When equality does not apply

For some classes, equality doesn't make sense and you shouldn't include an equality operator. Perhaps the clearest example is in Taligent's Properties, where there are classes that are named envelopes for other classes that are represented as void*'s. In this case, the envelope can't determine equality among its fields and cannot meaningfully determine when it is equal to another. Other Taligent examples are TView, TStream, TMonitor, and TThreadProgram.

NOTE Taligent's MCollectible might force you to supply equality; make it very clear with comments and documentation that this is temporary.

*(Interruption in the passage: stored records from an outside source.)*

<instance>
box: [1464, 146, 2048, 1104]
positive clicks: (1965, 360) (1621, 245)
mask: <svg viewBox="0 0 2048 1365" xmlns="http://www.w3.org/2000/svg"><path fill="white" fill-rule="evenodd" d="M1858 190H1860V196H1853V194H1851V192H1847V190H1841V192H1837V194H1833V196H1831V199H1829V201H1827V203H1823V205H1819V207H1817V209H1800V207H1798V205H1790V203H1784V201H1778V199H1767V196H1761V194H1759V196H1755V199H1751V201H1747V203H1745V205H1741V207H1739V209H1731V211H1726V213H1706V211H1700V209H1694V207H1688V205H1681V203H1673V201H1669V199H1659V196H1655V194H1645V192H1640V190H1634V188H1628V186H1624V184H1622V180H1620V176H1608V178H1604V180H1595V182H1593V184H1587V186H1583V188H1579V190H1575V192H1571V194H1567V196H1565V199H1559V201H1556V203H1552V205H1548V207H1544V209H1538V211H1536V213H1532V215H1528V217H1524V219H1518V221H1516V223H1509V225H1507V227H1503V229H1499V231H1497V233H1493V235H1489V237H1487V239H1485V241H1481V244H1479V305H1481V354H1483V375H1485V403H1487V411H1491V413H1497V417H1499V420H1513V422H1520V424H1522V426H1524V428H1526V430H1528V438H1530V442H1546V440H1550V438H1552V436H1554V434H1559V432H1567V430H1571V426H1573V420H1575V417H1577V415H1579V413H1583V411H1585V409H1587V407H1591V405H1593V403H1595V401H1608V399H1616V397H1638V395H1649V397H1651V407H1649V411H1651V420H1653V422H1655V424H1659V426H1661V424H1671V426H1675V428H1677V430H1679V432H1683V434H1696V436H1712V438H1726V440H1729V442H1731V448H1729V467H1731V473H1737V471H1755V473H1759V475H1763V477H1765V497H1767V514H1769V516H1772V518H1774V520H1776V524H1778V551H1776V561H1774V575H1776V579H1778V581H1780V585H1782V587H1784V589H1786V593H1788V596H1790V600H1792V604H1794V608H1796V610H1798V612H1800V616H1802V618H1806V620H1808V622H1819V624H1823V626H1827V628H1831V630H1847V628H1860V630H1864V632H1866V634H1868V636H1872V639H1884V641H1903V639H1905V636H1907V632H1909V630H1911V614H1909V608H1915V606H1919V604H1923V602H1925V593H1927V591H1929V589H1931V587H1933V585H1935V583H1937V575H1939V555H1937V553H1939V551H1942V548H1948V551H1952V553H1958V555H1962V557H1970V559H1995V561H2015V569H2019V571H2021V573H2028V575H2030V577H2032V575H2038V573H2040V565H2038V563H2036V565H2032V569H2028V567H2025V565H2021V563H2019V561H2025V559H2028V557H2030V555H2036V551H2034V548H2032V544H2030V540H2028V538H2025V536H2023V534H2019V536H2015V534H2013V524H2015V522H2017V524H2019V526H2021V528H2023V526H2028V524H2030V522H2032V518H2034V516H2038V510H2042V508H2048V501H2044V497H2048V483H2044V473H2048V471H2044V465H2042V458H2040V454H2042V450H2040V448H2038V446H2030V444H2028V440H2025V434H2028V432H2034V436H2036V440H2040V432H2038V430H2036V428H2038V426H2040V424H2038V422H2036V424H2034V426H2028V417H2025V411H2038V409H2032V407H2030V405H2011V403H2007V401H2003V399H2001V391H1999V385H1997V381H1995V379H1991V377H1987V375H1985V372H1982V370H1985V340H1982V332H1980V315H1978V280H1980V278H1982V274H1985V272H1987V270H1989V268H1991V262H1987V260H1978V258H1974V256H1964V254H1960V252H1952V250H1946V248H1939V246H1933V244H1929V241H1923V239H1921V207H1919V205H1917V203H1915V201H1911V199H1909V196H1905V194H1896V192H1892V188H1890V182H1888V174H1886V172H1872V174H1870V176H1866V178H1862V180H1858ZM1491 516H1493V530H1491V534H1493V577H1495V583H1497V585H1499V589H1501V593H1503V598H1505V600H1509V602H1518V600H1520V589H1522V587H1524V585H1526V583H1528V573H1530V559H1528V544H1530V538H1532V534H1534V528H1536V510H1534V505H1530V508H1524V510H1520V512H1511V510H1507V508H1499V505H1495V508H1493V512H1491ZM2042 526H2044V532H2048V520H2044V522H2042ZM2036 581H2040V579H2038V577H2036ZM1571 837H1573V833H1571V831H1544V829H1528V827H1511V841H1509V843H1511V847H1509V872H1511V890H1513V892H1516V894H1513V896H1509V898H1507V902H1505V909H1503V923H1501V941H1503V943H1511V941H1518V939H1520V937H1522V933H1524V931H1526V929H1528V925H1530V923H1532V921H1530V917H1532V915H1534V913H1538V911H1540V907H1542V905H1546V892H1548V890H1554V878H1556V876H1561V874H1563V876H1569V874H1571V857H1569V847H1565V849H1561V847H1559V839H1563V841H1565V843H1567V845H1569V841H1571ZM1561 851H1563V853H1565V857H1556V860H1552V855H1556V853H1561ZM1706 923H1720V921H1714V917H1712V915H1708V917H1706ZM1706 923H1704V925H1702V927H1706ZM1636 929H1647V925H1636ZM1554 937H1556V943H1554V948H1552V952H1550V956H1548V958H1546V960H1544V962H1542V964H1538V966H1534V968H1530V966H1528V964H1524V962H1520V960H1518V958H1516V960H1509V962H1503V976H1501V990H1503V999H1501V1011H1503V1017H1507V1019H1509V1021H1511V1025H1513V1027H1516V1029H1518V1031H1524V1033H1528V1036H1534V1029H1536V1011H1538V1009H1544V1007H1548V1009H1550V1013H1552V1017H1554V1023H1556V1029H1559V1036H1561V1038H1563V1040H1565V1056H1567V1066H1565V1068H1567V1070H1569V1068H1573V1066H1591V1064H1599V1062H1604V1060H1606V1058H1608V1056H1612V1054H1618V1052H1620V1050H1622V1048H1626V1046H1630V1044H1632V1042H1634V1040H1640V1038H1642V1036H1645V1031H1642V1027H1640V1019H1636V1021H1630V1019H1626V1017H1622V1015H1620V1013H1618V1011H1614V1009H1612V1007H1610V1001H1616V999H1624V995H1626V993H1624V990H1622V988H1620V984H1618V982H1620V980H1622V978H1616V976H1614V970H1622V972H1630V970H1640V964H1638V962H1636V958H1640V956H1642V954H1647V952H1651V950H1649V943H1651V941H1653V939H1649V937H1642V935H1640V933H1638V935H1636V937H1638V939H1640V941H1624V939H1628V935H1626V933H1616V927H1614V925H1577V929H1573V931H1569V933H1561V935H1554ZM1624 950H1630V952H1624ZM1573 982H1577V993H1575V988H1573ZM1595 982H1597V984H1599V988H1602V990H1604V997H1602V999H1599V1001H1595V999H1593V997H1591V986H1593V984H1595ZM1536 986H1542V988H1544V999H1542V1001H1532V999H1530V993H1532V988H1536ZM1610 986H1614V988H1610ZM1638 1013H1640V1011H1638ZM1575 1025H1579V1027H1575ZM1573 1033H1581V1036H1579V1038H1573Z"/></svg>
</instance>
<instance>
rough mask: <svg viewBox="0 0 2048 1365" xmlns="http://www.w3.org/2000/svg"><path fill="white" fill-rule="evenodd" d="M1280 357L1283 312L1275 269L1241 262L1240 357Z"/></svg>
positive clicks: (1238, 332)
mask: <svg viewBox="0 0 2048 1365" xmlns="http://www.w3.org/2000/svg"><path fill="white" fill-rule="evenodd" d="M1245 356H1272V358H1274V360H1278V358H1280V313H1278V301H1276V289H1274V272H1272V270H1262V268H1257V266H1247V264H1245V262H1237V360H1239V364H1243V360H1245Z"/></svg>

One good test is that where assignment doesn't make sense, equality doesn't either. If you cannot define operator=, you shouldn't define operator==.

Equality sample

If different subclasses are always unequal, your equality operator should follow this general form. You can skip step 2 in the following code if your superclass already checks it. If you do have cases where objects of different classes should compare equal, then you have a bit more work to do:

      // TB inherits from TA
      Boolean TB::operator == (const TB& other) const {
          Boolean result;
          // Step 1. fast address check, useful if it occurs often
          if (this == &other) result = TRUE;
              
          // Step 2. must be same class
          else if (typeid(*this) != typeid(other)) result = FALSE;
      
          // Step 3. check superclasses ==
          else if (TA::operator!=(other)) result = FALSE;
          
          // Step 4. fields
          else if (fField1 == other.fField1 && fFieldN == other.fFieldN) result = TRUE;
      
          return result;
      };
It is usually more efficient to define operator== as a global function. Do this for the highest class in your hierarchy, where that class' definition should include steps 1 and 2 of the example, and a call to a protected member function PrivateEquality(const TMyClass&). Any subclass then needs to override PrivateEquality to do steps 3 and 4. This makes sure that if X== Y, then Y==X, and avoids making multiple checks in steps 1 and 2.